0/2/5/ インフラマラエ


デトロイトへ車を進める彼らに通信を行ってきたのは一人の男だった。


「マストさん……!!」


 その名と聞き馴染んだ声を知っている。約一年ぶりに聞いたその声色に潤はある種の安堵感を覚えていた。

 ガルカもまた彼をよく知っている。自らの身体を張ってまで彼女を護るその精神と覚悟は彼女自身に受け継がれている。
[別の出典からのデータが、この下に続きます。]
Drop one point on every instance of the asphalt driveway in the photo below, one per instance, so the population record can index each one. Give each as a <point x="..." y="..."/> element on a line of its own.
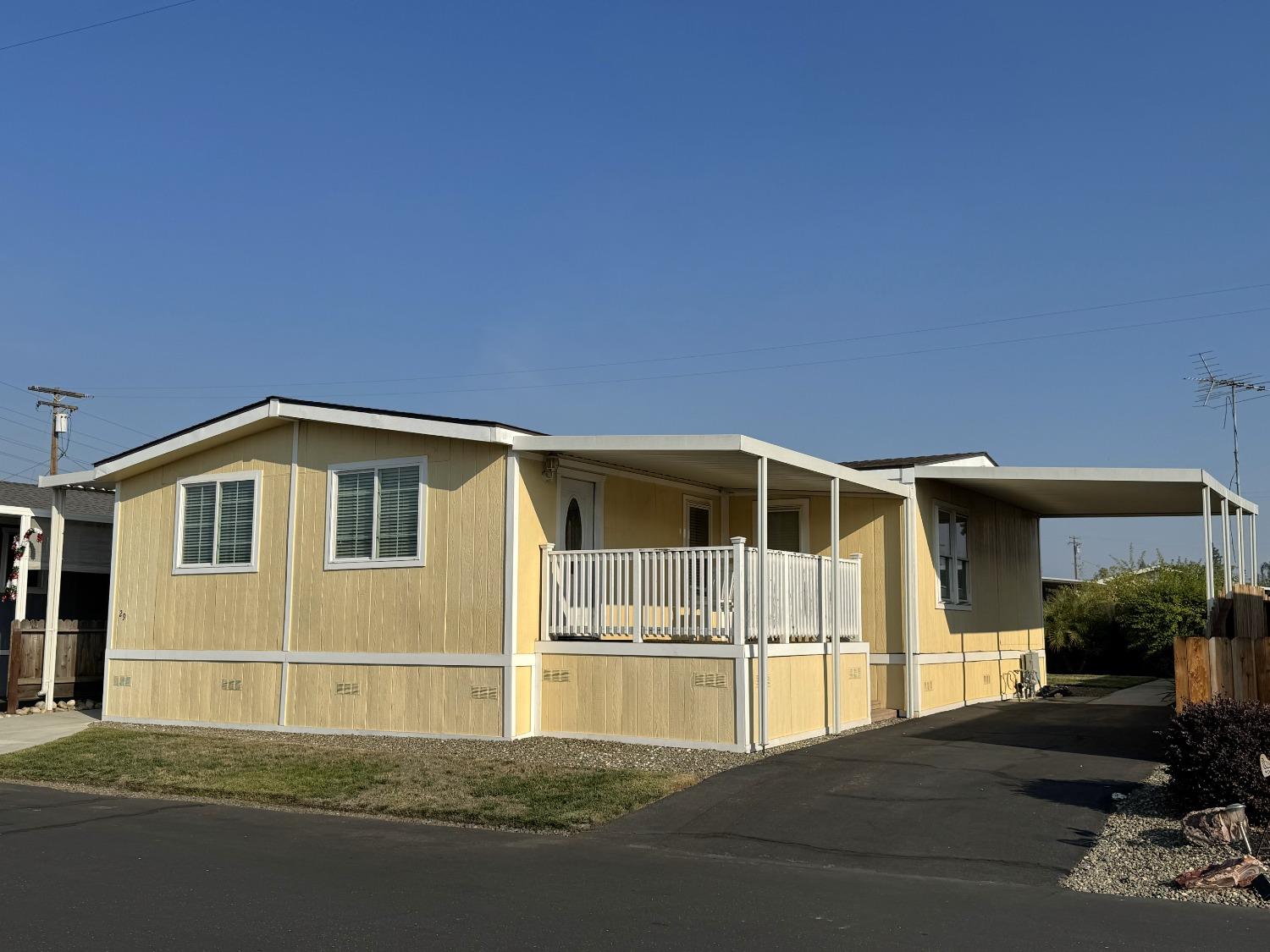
<point x="947" y="833"/>
<point x="1001" y="792"/>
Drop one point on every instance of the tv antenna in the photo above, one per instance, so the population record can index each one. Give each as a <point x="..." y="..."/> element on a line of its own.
<point x="1213" y="383"/>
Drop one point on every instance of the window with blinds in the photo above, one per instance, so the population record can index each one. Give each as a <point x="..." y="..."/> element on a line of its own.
<point x="218" y="523"/>
<point x="376" y="515"/>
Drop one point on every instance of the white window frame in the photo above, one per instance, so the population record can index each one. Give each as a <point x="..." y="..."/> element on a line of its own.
<point x="803" y="507"/>
<point x="256" y="476"/>
<point x="952" y="510"/>
<point x="330" y="561"/>
<point x="691" y="503"/>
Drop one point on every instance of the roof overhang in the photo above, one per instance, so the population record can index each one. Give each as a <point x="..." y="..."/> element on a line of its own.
<point x="1091" y="492"/>
<point x="721" y="461"/>
<point x="259" y="416"/>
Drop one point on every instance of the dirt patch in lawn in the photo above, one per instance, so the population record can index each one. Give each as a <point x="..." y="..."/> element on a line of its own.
<point x="538" y="784"/>
<point x="1097" y="685"/>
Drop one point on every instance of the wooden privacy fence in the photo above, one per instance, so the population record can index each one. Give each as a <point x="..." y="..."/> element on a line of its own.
<point x="1232" y="658"/>
<point x="79" y="667"/>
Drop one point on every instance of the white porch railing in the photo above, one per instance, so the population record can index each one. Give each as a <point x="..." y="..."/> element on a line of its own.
<point x="695" y="594"/>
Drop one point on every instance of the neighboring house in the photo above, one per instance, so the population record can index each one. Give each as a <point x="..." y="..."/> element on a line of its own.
<point x="317" y="568"/>
<point x="86" y="561"/>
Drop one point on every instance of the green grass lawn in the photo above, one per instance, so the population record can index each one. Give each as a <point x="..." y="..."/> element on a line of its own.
<point x="1097" y="685"/>
<point x="419" y="782"/>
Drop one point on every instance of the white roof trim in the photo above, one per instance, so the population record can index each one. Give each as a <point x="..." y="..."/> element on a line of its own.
<point x="706" y="443"/>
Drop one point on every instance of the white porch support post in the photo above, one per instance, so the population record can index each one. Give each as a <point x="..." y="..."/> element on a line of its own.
<point x="19" y="603"/>
<point x="1226" y="546"/>
<point x="739" y="599"/>
<point x="761" y="601"/>
<point x="835" y="601"/>
<point x="1209" y="581"/>
<point x="912" y="647"/>
<point x="511" y="515"/>
<point x="53" y="569"/>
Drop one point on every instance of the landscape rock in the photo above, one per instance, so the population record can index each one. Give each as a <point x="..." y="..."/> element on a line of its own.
<point x="1214" y="827"/>
<point x="1229" y="873"/>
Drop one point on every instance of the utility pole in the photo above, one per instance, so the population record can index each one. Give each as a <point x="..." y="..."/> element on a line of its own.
<point x="61" y="418"/>
<point x="1209" y="380"/>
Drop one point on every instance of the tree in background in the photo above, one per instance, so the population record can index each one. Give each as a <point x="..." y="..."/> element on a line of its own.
<point x="1125" y="619"/>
 堕ちる所まで堕ち、腐敗しきった国連革命軍の騙し合いの最中、その中心に位置するとも言える潤達が彼の声を再び聞けるとは思ってもおらず、それは嬉しい誤算だった。


「お久しぶりですマストさん、元気そうでなによりです」


「潤こそ、無事でよかった。ガルカも平気?」


「お陰様で生きてます」


 誰もが階級を呼ばない。それもそのはず、彼らは今は戦場にいないかつての英雄の横に立ち共に戦った兵士たち。彼の生き方を学んできており、彼や彼の尊敬する人間の命令に従った。

 戦争が終わるまでは堅苦しかったがこの二年、潤とガルカはかつての上司たちに以前とは別の敬意の見せ方を行っている。


 彼の、彼らの名前を尊敬の念を込めて呼ぶ、それは今成長した彼らが見せることの出来る感謝とも同義だった。あの日、戦地に赴いてきた自分たちをここまで生かしてくれてありがとう。そんな気持ちと少しの余裕を込めた言葉だった。


「悪いが二人とも、今は談笑している余裕が無いんだ。恐らくレブサーブの悪行はどこまでも根回しされていると本部が大騒ぎで」


 この場にいる誰もが、レブサーブの癪に障る笑顔を想起させる。マストのその言葉に反応を示したのはガルカだった。


「根回し、と言うと?」


「新世紀戦争の間に起きた上層部の暗殺があっただろ?」


「話には聞いていますが」


 暗殺は至ってシンプルな毒殺。飲料に薬を混ぜたものを飲ませ身体の自由を、呼吸を、生命の活動を断つ。

 その暗殺によって絶命したのは上層部、それも国連内で一目置かれているような人間から国連議員まで様々だった。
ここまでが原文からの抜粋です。